Homemade Pistachio Syrup recipe – a simple sugar syrup infused with the rich, nutty flavor of fresh pistachios. An all-natural syrup with no chemical taste that’s easy to make at home. The perfect pistachio coffee syrup for flavoring coffee and lattes.
Inspired by Starbucks’ Pistachio Latte and Starbucks’ pistachio syrup, this homemade recipe is the perfect way to add real pistachio flavor to your favorite coffee or latte. I’ve tried several brands of pistachio coffee syrup, and have found they have a fake, chemical taste.
You can easily make your own pistachio coffee syrup at home that’s all-natural with no chemicals and no chemical taste.
Ingredients in Pistachio Syrup recipe
Sugar and water – to make a simple syrup
Pistachios – roasted pistachios are infused in the simple syrup to extract their flavor. I use roasted, lightly salted pistachios because I love the pop of flavor the salt adds. If you have unsalted pistachios on hand, you can also use them, just add a pinch of salt. If your pistachios are very salty, rub them in a towel first to remove some of the salt.
Almond extract – optional, but it adds more nutty flavor to the syrup. I add it in the last few minutes of simmering to remove any boozy aftertaste.
How to make Pistachio Syrup
Chop the pistachios.
Combine the sugar, water, and pistachios in a small pan.
Bring to a boil, stirring until the sugar is dissolved, then lower the heat to a simmer. Simmer on low for 8-10 minutes. (If using, add the optional almond extract in the last 2-3 minutes of simmering to remove the boozy taste.)
Remove from heat. Let the syrup rest for 15 minutes to infuse the flavor. Strain through cheesecloth and a fine mesh strainer to remove the pistachio pieces.

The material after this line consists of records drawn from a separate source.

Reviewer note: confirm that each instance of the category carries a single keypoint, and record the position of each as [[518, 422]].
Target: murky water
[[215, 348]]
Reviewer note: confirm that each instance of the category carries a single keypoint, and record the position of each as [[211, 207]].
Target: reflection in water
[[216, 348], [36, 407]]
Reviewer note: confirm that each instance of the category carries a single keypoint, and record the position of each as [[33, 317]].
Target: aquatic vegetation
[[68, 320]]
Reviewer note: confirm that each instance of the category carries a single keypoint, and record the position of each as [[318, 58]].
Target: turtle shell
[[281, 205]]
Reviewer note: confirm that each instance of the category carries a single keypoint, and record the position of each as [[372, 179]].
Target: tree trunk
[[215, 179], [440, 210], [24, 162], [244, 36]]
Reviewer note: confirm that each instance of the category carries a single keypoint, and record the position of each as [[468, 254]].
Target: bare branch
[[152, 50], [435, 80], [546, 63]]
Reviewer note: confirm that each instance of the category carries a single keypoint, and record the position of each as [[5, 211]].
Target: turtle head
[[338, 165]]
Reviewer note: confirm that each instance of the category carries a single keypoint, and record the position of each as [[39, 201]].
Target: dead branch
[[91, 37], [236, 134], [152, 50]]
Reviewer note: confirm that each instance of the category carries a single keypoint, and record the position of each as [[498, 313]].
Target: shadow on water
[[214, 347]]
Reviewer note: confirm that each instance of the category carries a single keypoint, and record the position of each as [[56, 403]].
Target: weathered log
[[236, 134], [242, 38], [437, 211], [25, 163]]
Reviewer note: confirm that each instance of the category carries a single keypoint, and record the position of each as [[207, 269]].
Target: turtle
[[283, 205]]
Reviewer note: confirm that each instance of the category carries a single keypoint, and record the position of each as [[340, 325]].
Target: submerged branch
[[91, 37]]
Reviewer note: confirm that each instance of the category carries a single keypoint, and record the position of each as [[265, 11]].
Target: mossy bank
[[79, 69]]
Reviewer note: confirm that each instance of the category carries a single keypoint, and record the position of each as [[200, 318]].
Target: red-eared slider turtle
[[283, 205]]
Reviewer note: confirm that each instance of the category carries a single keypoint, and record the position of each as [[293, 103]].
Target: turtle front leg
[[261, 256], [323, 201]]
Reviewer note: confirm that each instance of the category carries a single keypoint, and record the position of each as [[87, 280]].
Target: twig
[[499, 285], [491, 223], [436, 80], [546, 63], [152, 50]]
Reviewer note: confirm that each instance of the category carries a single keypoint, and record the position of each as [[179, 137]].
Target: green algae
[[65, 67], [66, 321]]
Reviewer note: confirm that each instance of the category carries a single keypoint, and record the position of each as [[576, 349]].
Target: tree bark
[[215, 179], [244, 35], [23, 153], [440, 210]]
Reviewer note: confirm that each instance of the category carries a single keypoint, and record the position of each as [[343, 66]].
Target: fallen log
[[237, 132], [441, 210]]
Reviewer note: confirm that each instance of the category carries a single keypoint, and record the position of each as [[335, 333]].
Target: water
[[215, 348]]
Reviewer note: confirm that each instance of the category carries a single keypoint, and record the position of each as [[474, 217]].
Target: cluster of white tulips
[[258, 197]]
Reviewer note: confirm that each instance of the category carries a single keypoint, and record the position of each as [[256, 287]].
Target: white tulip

Pour into a jar and store in the refrigerator.
Sugar free Pistachio Syrup
Use a granulated sugar substitute like Swerve (erythritol) or Lakanto (erythritol and monk fruit) instead of sugar to make a sugar free pistachio syrup.
After the pistachio syrup has simmered, sprinkle a pinch (no more than eighth of a teaspoon) of xanthan gum over the mixture, and quickly whisk until dissolved. Xanthan gum thickens it a bit and helps prevent crystallization.
A certain amount of crystallization will occur when using Swerve or Monk fruit, and the syrup will be opaque. Giving it a good stir and heating it briefly in the microwave will temporarily remove any crystals.
How to store Pistachio Syrup
- Store in the refrigerator for up to 2 weeks.
- It can also be frozen in individual portion sizes in an ice cube tray.
How to use Pistachio Syrup
Use to flavor:
- Coffee
- Lattes
- Iced lattes
- Chai
- Oatmeal
- Pancakes
- Yogurt
DIY Homemade Pistachio Syrup (Starbucks Copycat)
- Total Time: 15 minutes
Description
Homemade Pistachio Syrup recipe – a simple sugar syrup infused with the rich, nutty flavor of fresh pistachios. The perfect pistachio coffee syrup for flavoring coffee and lattes.
Ingredients
- 1 cup sugar
- 1 cup water
- 1 cup roasted, lightly salted pistachios, chopped
- Optional: ½ tsp almond extract or flavoring
Instructions
- Combine the sugar, water, and pistachios in a small pan. Bring to a boil, stirring until the sugar is dissolved, then lower the heat to a simmer.
- Simmer for 8-10 minutes. Add the optional almond extract in the last 2-3 minutes of simmering to remove the boozy taste
- Remove from heat. Let the syrup rest for 15 minutes to infuse the flavor.
- Strain through cheesecloth and a fine mesh strainer. Store in the refrigerator for up to 2 weeks.
- Prep Time: 5
- Cook Time: 10
- Cuisine: American
Keywords: pistachio, syrup, coffee, flavoring
I have never thought of making nut syrup myself…this looks super duper yummy that I want to start a batch immediately.
It’s so good! Thanks so much, Angie!
I’ve made a lot of simple syrups, but never even thought to make a pistachio one. Neat idea! Thanks.
It has a great flavor, John! Thanks so much!
I’ve never had a pistachio latte, but I do know how much I love pistachios. I can easily see this syrup being poured over Sunday brunch pancakes. Delicious!
★★★★★
That would be pretty wonderful! Thanks, MJ!
I bet your pistachio syrup would be delicious drizzled over ice cream as well.
Ohhh I’ll have to give that a try! Thanks, Karen!